In addition, the Company, pursuant to its newly adopted 2003 Equity
Participation Plan, entered into a Stock Option Agreement with Mr. Weinreb (the
"Initial Option Agreement"). Under the Initial Option Agreement, the Company
granted Mr. Weinreb the right and option, exercisable for 10 years, to purchase
up to 2,500,000 shares of the Company's Common Stock at an exercise price of
$0.03 per share and otherwise upon the terms set forth in the Initial Option
Agreement. In addition, in the event that the closing price of the Company's
Common Stock equals or exceeds $0.50 per share for any five consecutive trading
days during the term of the employment agreement (whether during the initial
term or an annual extension), the Company has agreed to grant to Mr. Weinreb, on
the day immediately following the end of the five day period, an option for the
purchase of an additional 2,500,000
shares of the Company's Common Stock for an exercise price of $0.50 per share,
pursuant to the 2003 Equity Participation Plan and a Stock Option Agreement to
be entered into between the Company and Mr. Weinreb containing substantially the
same terms as the Initial Option Agreement, except for the exercise price and
that the option would be treated as an "incentive stock option" for tax purposes
only to the maximum extent permitted by law (the "Additional Option Agreement").

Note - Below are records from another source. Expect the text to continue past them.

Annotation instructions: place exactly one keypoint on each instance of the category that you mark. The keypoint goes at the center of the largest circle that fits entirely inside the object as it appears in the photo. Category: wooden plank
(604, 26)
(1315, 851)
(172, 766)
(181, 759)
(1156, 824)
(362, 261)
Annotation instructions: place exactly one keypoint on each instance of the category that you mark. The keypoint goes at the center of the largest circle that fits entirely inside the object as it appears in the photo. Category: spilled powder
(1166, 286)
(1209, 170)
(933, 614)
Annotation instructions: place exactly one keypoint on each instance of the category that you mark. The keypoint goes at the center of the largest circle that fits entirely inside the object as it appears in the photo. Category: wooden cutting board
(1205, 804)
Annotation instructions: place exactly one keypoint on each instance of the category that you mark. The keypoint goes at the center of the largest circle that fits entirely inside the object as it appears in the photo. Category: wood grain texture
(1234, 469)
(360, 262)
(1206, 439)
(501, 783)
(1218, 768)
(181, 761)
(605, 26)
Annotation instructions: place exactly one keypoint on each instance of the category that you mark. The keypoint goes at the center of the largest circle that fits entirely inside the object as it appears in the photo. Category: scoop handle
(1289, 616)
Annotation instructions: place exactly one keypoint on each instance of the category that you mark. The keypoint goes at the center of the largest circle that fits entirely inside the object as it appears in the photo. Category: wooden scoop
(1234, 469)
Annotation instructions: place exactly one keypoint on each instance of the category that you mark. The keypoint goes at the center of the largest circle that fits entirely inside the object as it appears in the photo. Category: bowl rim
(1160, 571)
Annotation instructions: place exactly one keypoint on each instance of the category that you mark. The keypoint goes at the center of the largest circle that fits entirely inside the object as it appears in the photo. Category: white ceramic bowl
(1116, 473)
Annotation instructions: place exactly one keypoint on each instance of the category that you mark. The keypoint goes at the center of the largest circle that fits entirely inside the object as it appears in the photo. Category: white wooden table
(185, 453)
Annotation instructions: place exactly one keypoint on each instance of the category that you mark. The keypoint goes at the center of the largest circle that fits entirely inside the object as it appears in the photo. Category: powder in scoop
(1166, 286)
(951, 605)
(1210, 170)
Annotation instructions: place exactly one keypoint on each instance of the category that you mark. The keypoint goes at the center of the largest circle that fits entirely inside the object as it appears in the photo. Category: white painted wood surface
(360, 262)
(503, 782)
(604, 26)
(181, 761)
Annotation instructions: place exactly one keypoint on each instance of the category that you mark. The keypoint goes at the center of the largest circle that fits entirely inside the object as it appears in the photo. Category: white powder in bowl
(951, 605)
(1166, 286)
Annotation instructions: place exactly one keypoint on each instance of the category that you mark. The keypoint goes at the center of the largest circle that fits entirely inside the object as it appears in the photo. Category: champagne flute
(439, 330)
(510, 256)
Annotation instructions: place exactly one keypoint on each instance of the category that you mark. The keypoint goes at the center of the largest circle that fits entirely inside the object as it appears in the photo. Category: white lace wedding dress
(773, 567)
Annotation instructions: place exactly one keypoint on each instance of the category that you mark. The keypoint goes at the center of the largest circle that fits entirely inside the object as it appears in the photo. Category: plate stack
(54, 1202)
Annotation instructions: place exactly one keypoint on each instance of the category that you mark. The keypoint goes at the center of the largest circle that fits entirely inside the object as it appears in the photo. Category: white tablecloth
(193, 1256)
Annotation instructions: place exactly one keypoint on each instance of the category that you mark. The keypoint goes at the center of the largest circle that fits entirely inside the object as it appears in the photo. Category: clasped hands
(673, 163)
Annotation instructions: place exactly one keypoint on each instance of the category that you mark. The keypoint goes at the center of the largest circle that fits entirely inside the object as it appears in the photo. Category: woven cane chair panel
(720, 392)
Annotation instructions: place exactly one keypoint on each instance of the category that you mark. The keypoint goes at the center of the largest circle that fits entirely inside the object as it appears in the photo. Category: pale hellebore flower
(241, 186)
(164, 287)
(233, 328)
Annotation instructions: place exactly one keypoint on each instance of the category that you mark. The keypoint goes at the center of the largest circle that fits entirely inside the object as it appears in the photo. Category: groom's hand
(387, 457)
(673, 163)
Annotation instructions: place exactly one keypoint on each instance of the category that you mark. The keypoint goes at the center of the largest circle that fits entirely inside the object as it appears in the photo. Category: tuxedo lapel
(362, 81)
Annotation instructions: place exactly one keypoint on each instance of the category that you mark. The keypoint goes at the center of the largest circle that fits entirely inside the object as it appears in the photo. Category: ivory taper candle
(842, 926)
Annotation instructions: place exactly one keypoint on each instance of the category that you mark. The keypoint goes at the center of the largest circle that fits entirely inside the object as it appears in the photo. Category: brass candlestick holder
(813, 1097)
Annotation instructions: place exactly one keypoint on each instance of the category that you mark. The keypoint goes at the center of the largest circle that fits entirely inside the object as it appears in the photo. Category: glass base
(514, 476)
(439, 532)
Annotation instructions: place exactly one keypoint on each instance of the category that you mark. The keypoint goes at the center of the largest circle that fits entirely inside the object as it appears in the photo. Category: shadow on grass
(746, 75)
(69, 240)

The Company has agreed to promptly file with the Securities and Exchange
Commission a Registration Statement on Form S-8 (the "Registration Statement")
pursuant to which the issuance of the shares covered by the 2003 Equity
Participation Plan, as well as the resale of the Common Stock issuable upon
exercise of the Initial Option Agreement, are registered. Additionally, the
Company has agreed, following any grant under the Additional Option Agreement,
to promptly file a post-effective amendment to the Registration Statement
pursuant to which the Common Stock issuable upon exercise thereof shall be
registered for resale. Mr. Weinreb has agreed that he will not resell publicly
any shares of the Company's Common Stock obtained upon exercise of any Initial
Agreement or the Additional Option Agreement prior to the first anniversary of
the date of the employment agreement.
In connection with the hiring of Mr. Weinreb and in anticipation of its new
business line, on July 24, 2003, the Company held a meeting of stockholders to
elect two directors, to approve and ratify the Company's 2003 Equity
Participation Plan pursuant to which 15,000,000 shares of the Company's Common
Stock are authorized to be issued, approve an amendment to the Company's
Certificate of Incorporation to increase the authorized number of shares of
Common Stock to 250,000,000, and approve a change of the Company's name to
"Phase III Medical, Inc."
On August 12, 2004 ("Commencement Date") the Company and Dr. Wayne A. Marasco, a
Company Director, entered into a Letter Agreement appointing Dr. Marasco as the
Company's Senior Scientific Advisor. Dr. Marasco will be responsible for
assisting the Company in reviewing and evaluating business, scientific and
medical opportunities, and for other discussions and meetings that may arise
during the normal course of the Company conducting business. For his services,
during a three year period ("Term"), Dr. Marasco shall be entitled to annual
cash compensation of $84,000 with increases each year of the Term and an
additional cash compensation based on a percentage of collected revenues derived
from the Company's royalty or revenue sharing agreements. Although the annual
cash compensation and additional cash compensation stated above shall begin to
accrue as of the Commencement Date, Dr. Marasco will not be entitled to receive
any such amounts until the Company raises $1,500,000 in additional equity
financing after the Commencement Date. In addition, Dr. Marasco was granted an
option, fully vested, to purchase 675,000 shares of the Company's common stock
at an exercise price of $.10 cents per share. The shares will be subject to a
one year lockup as of the date of grant. The exercise period will be ten years,
and the grant will otherwise be in accordance with the Company's 2003 Equity
Participation Plan and Non-Qualified Stock Option Grant Agreement.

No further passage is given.